Much has been written about the so called Great Intergenerational Wealth Transfer and rightly so, because this constitutes the largest redistribution of wealth in human history. To summarise what this means; in most developed countries (and particularly in New Zealand and Australia), a substantial portion of overall wealth is held by individuals born between the end of World War II and the mid-sixties (the so called “baby boomers”). Clearly a large proportion of the assets currently held by individuals in that age bracket will pass to their heirs over the next 20 – 30 years.
For example, see these figures from the US;
Of course, it’s not quite as simple as saying the wealth will pass straight from the “boomers” to the “Gen X / Millenials”. There are many factors affecting the quantum and timing of this transfer. For example, people are living longer and this costs money! Many of the boomer generation will want to retain a significant part of their wealth to ensure they have sufficient to cover long term old age care costs and a large part of their asset base may be taken up by those costs. Others will want to retain and maybe spend their accumulated wealth – perhaps they don’t want to leave a “nest-egg” for the next generation! Different dynamics within each family will also affect the transfer (for example, an increasing proportion of families have complicated dynamics caused by blended families, divorce, disagreements within families and so on, which adds to the complexity of wealth transfer). Finally, many will want to bequeath some assets to charity as part of the transfer process.
Despite the diluting effect of the above factors, we can say for certain that a significant sum of assets will be passed between generations over the coming years, and it will be interesting to see how the next generation deals with this transfer. The different generations view wealth differently and these behaviours will have a big effect on how these assets are handled.
How to prepare
Many families find it difficult to talk about money, but it’s important to get over this initial hurdle and normalise these kinds of discussions because the outcomes are so much better if there is a plan involving future generations in place. This doesn’t have to be driven by the older generations of a family, if you’re in the younger generations you can also initiate these conversations and start to break down the barriers around meaningful financial discussions.
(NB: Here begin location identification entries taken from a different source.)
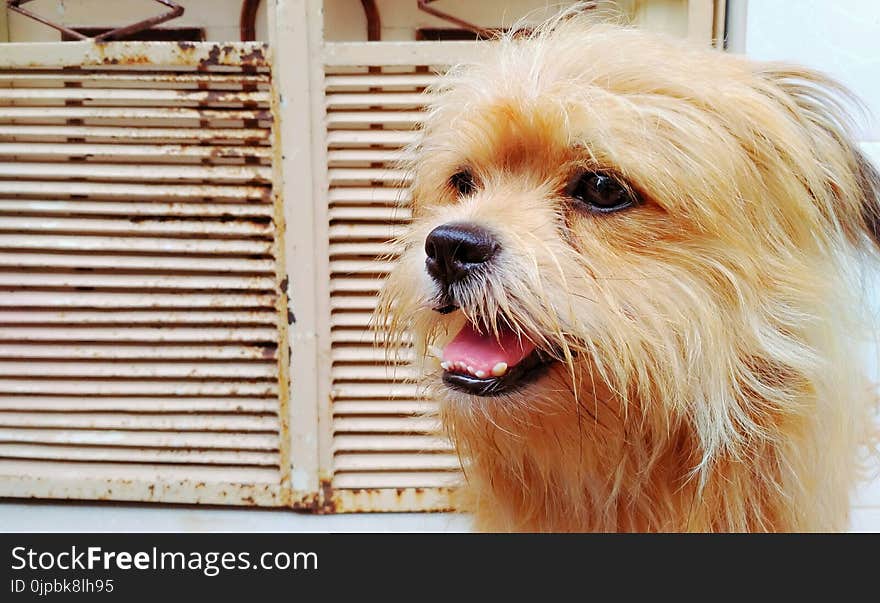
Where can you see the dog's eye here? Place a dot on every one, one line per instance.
(463, 183)
(601, 192)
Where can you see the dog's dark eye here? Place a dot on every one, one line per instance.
(601, 192)
(463, 183)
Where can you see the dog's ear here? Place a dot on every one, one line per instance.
(822, 107)
(869, 183)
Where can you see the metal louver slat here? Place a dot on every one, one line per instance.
(140, 313)
(385, 434)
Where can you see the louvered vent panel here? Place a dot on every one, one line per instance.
(138, 291)
(385, 434)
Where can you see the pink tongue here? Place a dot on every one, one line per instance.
(483, 351)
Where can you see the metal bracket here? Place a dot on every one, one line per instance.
(480, 31)
(175, 11)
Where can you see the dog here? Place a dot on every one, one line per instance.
(631, 281)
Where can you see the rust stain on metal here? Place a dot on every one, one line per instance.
(321, 502)
(255, 57)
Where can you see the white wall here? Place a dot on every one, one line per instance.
(841, 38)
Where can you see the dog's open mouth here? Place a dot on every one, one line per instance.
(483, 364)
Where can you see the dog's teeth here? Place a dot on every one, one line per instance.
(499, 369)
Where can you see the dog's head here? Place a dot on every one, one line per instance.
(619, 223)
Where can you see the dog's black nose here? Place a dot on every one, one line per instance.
(454, 250)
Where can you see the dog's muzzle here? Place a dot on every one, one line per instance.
(457, 250)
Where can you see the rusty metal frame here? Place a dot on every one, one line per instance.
(175, 11)
(248, 20)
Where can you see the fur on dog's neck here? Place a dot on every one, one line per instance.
(708, 379)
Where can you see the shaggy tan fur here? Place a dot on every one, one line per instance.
(708, 375)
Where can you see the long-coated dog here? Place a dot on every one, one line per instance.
(636, 262)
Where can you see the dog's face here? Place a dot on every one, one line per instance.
(613, 222)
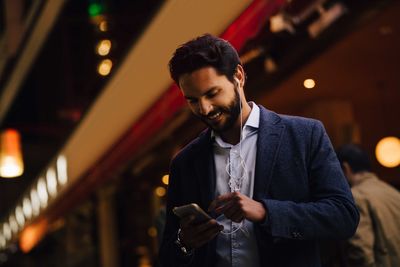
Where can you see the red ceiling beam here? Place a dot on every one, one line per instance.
(246, 26)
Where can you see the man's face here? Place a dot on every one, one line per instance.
(212, 97)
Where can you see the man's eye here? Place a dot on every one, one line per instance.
(212, 94)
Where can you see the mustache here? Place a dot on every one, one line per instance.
(212, 113)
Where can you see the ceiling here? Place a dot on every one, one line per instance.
(357, 60)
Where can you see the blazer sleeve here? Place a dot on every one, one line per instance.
(330, 211)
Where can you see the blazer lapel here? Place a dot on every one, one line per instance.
(268, 143)
(205, 169)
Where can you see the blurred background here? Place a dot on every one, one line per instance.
(90, 119)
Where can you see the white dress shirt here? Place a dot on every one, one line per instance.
(237, 161)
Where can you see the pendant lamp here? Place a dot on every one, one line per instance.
(11, 163)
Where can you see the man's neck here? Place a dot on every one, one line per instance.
(232, 136)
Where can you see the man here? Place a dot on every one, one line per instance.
(272, 182)
(377, 239)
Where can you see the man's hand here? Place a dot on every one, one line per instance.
(236, 206)
(195, 235)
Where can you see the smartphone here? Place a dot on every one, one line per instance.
(200, 215)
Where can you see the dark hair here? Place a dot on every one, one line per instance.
(355, 156)
(204, 51)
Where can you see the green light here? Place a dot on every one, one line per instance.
(95, 9)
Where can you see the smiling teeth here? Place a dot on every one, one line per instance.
(214, 116)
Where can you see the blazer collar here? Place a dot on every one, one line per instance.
(268, 144)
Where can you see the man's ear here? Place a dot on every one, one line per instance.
(239, 75)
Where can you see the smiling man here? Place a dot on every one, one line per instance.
(272, 183)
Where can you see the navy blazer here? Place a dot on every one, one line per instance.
(298, 179)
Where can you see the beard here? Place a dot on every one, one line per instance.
(231, 113)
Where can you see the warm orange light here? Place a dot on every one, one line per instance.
(309, 83)
(165, 179)
(32, 234)
(11, 164)
(387, 151)
(160, 191)
(103, 47)
(104, 68)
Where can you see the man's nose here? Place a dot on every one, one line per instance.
(205, 107)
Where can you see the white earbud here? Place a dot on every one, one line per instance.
(237, 81)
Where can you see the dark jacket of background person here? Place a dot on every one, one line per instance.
(298, 179)
(377, 239)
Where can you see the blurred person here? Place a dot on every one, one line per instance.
(377, 239)
(272, 183)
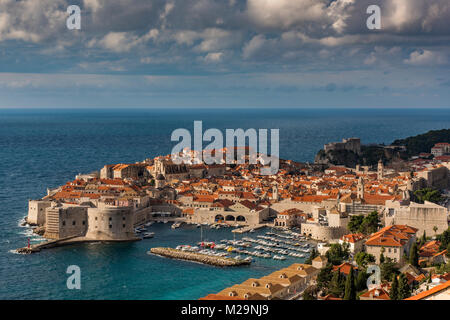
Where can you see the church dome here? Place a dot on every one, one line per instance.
(160, 177)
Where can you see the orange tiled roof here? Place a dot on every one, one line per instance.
(422, 295)
(392, 236)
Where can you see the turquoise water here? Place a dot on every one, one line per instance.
(45, 148)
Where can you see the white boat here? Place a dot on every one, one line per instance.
(176, 225)
(148, 235)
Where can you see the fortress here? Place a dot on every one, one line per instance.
(350, 144)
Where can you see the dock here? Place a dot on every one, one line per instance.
(198, 257)
(248, 228)
(64, 242)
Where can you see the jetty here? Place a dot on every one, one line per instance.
(64, 242)
(198, 257)
(248, 228)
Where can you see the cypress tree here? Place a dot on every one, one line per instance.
(414, 255)
(393, 294)
(337, 284)
(403, 288)
(361, 280)
(350, 290)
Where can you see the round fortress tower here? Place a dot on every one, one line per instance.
(110, 223)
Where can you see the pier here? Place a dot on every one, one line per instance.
(248, 228)
(198, 257)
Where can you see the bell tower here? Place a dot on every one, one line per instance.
(380, 170)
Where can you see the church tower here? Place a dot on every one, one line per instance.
(160, 181)
(275, 192)
(380, 170)
(361, 188)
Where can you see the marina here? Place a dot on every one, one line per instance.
(201, 257)
(279, 246)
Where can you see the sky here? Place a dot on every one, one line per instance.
(224, 53)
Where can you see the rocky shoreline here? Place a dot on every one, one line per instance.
(198, 257)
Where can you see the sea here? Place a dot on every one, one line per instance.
(44, 148)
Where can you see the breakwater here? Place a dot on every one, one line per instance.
(198, 257)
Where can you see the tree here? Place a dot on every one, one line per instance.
(414, 255)
(337, 253)
(363, 259)
(404, 291)
(361, 280)
(324, 277)
(308, 295)
(393, 294)
(355, 223)
(382, 259)
(423, 240)
(337, 284)
(388, 268)
(350, 290)
(428, 194)
(444, 238)
(311, 257)
(370, 223)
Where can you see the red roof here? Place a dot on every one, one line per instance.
(392, 236)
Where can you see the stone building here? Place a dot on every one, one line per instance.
(351, 144)
(393, 241)
(424, 217)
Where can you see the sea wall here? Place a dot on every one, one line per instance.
(198, 257)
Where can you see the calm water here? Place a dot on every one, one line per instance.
(45, 148)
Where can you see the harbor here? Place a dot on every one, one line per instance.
(280, 245)
(214, 260)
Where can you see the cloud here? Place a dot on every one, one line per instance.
(213, 57)
(426, 58)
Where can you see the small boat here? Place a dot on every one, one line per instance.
(148, 235)
(176, 225)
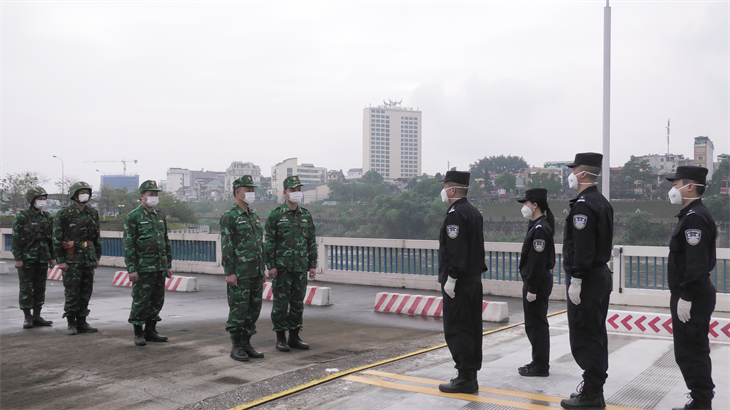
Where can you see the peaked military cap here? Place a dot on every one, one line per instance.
(533, 194)
(693, 173)
(459, 177)
(246, 180)
(292, 182)
(591, 159)
(148, 185)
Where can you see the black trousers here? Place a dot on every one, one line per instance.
(587, 325)
(463, 323)
(536, 324)
(691, 343)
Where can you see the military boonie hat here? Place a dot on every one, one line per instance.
(292, 182)
(148, 185)
(693, 173)
(246, 180)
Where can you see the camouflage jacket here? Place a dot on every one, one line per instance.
(73, 224)
(290, 240)
(33, 237)
(242, 243)
(146, 244)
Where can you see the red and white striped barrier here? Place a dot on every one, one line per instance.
(175, 283)
(659, 324)
(432, 306)
(315, 295)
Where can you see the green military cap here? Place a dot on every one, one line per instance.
(246, 180)
(292, 182)
(148, 185)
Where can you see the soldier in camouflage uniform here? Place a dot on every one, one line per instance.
(32, 249)
(77, 246)
(243, 262)
(148, 256)
(291, 252)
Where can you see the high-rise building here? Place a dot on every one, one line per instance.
(391, 140)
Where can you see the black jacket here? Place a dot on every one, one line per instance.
(461, 242)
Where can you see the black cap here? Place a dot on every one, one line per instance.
(460, 177)
(533, 194)
(692, 173)
(591, 159)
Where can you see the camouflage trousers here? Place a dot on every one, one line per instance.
(148, 296)
(244, 305)
(289, 289)
(32, 285)
(78, 282)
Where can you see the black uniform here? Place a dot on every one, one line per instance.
(587, 245)
(536, 260)
(461, 256)
(691, 259)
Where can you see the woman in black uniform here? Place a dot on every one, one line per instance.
(536, 261)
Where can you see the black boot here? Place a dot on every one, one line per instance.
(465, 382)
(250, 350)
(150, 333)
(139, 335)
(84, 327)
(71, 325)
(281, 341)
(28, 321)
(237, 352)
(295, 342)
(38, 320)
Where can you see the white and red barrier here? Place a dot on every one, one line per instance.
(432, 306)
(315, 295)
(175, 283)
(659, 324)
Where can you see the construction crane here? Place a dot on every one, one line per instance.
(123, 161)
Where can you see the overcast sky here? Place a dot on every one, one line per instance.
(201, 84)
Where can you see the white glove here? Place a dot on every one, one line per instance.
(683, 308)
(574, 290)
(450, 287)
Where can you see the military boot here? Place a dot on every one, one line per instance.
(237, 352)
(71, 326)
(150, 333)
(250, 350)
(139, 335)
(84, 327)
(295, 342)
(38, 320)
(281, 341)
(28, 321)
(465, 382)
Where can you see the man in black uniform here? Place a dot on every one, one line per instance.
(461, 264)
(587, 245)
(691, 259)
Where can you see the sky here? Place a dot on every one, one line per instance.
(199, 85)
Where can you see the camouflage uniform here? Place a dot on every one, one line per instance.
(81, 227)
(291, 249)
(33, 244)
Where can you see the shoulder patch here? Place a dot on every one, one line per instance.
(580, 221)
(693, 236)
(452, 231)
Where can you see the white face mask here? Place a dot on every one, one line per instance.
(526, 211)
(296, 197)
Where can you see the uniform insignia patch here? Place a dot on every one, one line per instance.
(452, 231)
(693, 236)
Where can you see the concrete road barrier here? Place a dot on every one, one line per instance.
(174, 283)
(433, 306)
(315, 295)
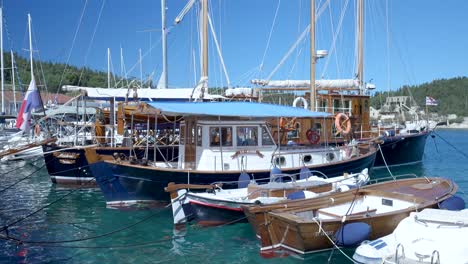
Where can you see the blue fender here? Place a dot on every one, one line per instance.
(454, 203)
(352, 234)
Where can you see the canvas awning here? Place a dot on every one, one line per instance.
(233, 109)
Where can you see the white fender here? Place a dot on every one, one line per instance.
(304, 102)
(177, 210)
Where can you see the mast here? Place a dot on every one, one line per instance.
(1, 60)
(30, 46)
(164, 44)
(32, 72)
(141, 68)
(204, 29)
(13, 80)
(312, 55)
(360, 42)
(108, 67)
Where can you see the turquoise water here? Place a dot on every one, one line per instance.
(82, 215)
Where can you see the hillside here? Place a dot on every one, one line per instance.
(52, 73)
(452, 95)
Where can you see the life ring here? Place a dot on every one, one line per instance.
(37, 130)
(304, 102)
(339, 124)
(313, 136)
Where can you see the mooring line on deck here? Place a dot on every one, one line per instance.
(16, 168)
(450, 144)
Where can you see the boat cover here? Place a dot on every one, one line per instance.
(234, 109)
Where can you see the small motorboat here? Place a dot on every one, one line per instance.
(218, 206)
(429, 236)
(345, 219)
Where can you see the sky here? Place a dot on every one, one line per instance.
(406, 42)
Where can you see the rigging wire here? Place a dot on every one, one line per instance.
(73, 43)
(269, 36)
(91, 42)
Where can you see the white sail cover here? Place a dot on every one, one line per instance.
(149, 94)
(333, 84)
(240, 91)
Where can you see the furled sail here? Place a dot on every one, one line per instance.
(331, 84)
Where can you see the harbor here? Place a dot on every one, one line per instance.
(311, 156)
(109, 235)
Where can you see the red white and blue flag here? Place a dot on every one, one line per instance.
(431, 101)
(31, 101)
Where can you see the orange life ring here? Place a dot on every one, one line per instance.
(283, 122)
(313, 136)
(339, 124)
(286, 124)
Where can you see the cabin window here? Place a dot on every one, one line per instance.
(266, 137)
(318, 127)
(280, 161)
(247, 136)
(322, 105)
(366, 105)
(225, 136)
(199, 136)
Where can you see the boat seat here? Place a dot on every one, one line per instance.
(360, 213)
(443, 216)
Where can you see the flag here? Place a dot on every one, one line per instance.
(431, 101)
(31, 100)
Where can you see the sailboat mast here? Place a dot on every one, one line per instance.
(312, 55)
(164, 44)
(141, 68)
(360, 42)
(205, 38)
(13, 80)
(1, 60)
(108, 67)
(30, 45)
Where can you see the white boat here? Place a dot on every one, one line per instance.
(219, 206)
(429, 236)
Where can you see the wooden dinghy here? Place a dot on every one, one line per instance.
(347, 218)
(218, 206)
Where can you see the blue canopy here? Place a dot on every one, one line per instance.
(233, 109)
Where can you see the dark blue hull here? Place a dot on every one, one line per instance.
(212, 215)
(125, 183)
(68, 165)
(402, 150)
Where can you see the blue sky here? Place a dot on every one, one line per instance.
(426, 39)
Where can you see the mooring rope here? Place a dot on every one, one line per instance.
(5, 227)
(84, 238)
(22, 179)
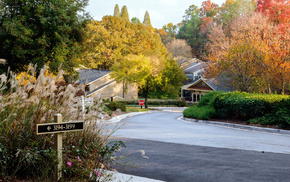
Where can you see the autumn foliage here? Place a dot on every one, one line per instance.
(250, 54)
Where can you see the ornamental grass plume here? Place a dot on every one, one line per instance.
(24, 154)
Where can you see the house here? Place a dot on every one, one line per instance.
(196, 86)
(100, 81)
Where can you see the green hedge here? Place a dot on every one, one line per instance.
(264, 109)
(244, 105)
(279, 115)
(155, 102)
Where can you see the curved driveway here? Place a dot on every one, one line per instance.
(164, 148)
(166, 127)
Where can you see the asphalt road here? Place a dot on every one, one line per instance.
(176, 150)
(190, 163)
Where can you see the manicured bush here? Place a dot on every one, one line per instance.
(113, 106)
(256, 108)
(25, 155)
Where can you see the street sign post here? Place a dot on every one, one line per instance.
(141, 103)
(58, 128)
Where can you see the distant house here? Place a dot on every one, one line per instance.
(100, 81)
(196, 86)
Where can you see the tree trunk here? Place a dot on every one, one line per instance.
(146, 92)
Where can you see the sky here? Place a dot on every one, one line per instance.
(161, 11)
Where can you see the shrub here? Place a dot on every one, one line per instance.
(113, 106)
(244, 105)
(279, 115)
(27, 155)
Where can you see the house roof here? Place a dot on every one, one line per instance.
(101, 87)
(90, 75)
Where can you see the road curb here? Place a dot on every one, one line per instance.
(251, 128)
(117, 119)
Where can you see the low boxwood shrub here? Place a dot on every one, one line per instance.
(279, 115)
(113, 106)
(245, 106)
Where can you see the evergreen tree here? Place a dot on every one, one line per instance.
(124, 13)
(117, 11)
(147, 21)
(135, 20)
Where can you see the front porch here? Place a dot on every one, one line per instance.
(194, 91)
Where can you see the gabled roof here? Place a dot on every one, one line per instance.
(101, 87)
(213, 84)
(90, 75)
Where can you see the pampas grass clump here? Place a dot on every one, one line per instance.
(25, 155)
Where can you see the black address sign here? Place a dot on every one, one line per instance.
(48, 128)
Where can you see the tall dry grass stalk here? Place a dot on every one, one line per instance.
(25, 154)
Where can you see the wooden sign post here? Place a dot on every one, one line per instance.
(58, 128)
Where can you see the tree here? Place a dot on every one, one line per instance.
(132, 69)
(165, 37)
(190, 29)
(277, 10)
(180, 51)
(146, 20)
(233, 9)
(117, 11)
(135, 20)
(171, 80)
(113, 38)
(171, 30)
(124, 13)
(39, 32)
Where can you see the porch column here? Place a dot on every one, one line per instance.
(182, 93)
(192, 96)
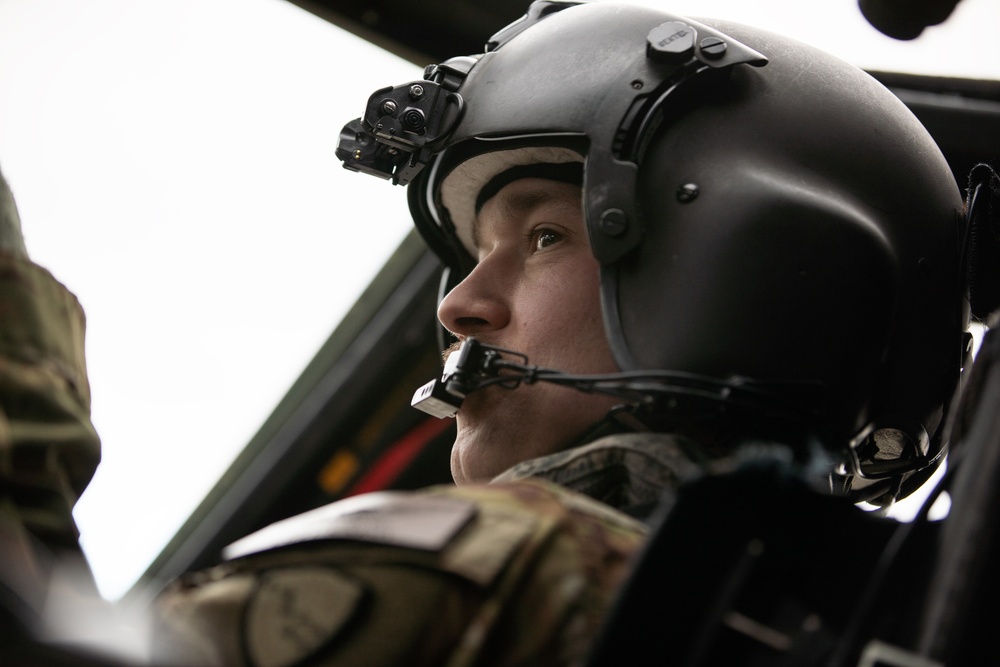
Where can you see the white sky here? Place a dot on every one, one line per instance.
(173, 164)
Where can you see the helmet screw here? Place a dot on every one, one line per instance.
(613, 222)
(687, 193)
(713, 47)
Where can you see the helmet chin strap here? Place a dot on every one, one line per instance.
(662, 397)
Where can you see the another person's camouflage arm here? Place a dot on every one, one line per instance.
(48, 447)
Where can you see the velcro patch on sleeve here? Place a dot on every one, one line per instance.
(296, 612)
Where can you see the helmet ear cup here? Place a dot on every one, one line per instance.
(800, 230)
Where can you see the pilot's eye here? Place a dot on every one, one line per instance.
(546, 237)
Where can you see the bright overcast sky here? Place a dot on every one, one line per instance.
(173, 164)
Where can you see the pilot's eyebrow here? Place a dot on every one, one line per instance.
(519, 203)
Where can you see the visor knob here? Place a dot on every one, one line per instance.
(670, 43)
(713, 47)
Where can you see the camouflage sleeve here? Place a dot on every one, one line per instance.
(48, 447)
(512, 574)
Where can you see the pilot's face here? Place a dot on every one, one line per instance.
(534, 291)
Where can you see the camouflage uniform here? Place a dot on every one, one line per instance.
(48, 447)
(518, 572)
(522, 572)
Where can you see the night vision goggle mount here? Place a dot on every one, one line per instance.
(404, 126)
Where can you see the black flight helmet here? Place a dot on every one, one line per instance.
(765, 215)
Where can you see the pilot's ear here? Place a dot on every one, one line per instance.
(11, 239)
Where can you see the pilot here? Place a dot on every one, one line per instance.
(667, 243)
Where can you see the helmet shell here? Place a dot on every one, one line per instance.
(791, 223)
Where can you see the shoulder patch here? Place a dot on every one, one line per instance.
(423, 522)
(295, 612)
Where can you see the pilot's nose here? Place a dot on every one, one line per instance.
(480, 303)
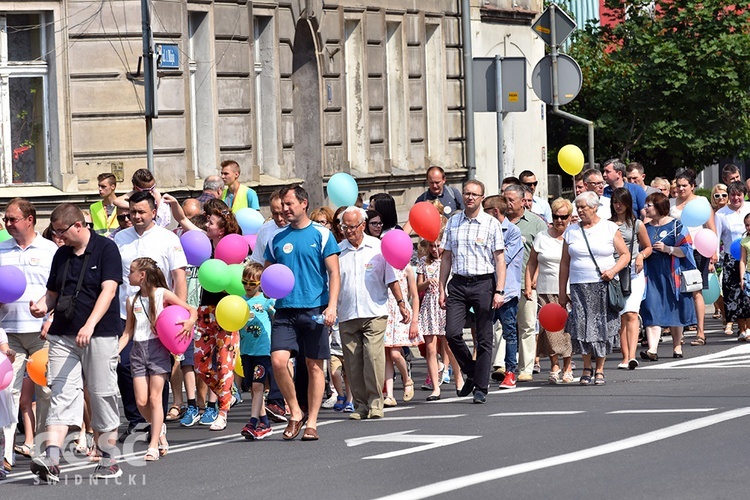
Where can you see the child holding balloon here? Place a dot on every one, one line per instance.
(255, 349)
(149, 358)
(7, 416)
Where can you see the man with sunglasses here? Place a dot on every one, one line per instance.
(539, 205)
(32, 254)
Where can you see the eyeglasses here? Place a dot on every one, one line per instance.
(61, 232)
(344, 227)
(13, 220)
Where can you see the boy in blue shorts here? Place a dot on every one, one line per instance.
(255, 349)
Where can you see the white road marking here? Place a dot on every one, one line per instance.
(535, 413)
(433, 441)
(664, 410)
(443, 487)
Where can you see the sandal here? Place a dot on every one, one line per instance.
(586, 379)
(175, 412)
(152, 455)
(408, 391)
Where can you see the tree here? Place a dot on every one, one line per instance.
(667, 83)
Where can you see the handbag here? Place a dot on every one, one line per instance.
(691, 280)
(615, 298)
(66, 304)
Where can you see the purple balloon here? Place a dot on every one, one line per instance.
(12, 284)
(197, 247)
(277, 281)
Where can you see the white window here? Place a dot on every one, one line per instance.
(24, 113)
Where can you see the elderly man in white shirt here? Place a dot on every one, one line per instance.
(363, 313)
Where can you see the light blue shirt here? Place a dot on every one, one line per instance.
(513, 259)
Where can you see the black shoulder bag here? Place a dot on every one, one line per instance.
(615, 298)
(66, 304)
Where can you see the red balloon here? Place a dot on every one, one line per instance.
(425, 220)
(552, 317)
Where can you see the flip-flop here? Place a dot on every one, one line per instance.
(310, 434)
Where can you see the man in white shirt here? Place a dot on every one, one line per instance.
(363, 312)
(30, 252)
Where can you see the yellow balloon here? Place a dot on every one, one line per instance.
(232, 313)
(570, 158)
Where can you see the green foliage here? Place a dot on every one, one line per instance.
(667, 87)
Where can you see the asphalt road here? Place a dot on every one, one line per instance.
(671, 429)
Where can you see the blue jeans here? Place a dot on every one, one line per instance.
(506, 314)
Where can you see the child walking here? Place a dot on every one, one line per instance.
(149, 359)
(255, 350)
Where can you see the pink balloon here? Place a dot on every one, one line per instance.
(232, 249)
(397, 248)
(706, 242)
(6, 371)
(168, 329)
(251, 239)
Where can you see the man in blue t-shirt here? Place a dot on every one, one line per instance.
(311, 252)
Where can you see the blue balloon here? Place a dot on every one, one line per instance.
(712, 293)
(735, 249)
(342, 189)
(696, 212)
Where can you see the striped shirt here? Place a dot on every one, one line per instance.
(473, 243)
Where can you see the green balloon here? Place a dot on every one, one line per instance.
(213, 275)
(235, 286)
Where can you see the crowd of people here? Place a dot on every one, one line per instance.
(96, 284)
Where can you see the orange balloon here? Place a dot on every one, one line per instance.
(36, 366)
(425, 220)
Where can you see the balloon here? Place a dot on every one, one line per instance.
(706, 242)
(342, 189)
(235, 286)
(232, 313)
(213, 275)
(397, 248)
(570, 158)
(197, 247)
(36, 366)
(277, 281)
(249, 220)
(6, 371)
(168, 329)
(696, 212)
(713, 292)
(425, 220)
(232, 249)
(251, 239)
(12, 284)
(552, 317)
(735, 249)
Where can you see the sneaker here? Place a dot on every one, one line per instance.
(45, 469)
(275, 412)
(209, 415)
(191, 417)
(110, 471)
(509, 382)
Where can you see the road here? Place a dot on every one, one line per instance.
(671, 429)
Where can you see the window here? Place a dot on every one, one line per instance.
(24, 137)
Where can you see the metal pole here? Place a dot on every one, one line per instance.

In addition to the obvious measures like ensuring your Will is up to date, create the opportunity to talk about the family values, how the family wealth is currently invested and why it is allocated in those areas. You may find you need to encourage the younger generations to educate themselves (or seek advice) on investment and strategies to protect the family wealth (or perhaps even the other way around and it’s the parents who should be encouraged to seek advice).
If you have a financial adviser, perhaps take the younger generations along to your next meeting to help them gain a full understanding of the management of the family wealth and their role in it.
Great financial advisers should have the technology to help model and visualise your financial goals, ensuring you have a clear idea of whether you can achieve them. Sometimes, simply testing a few scenarios can help solidify a plan for the future and increase your sense of comfort that what you have is enough.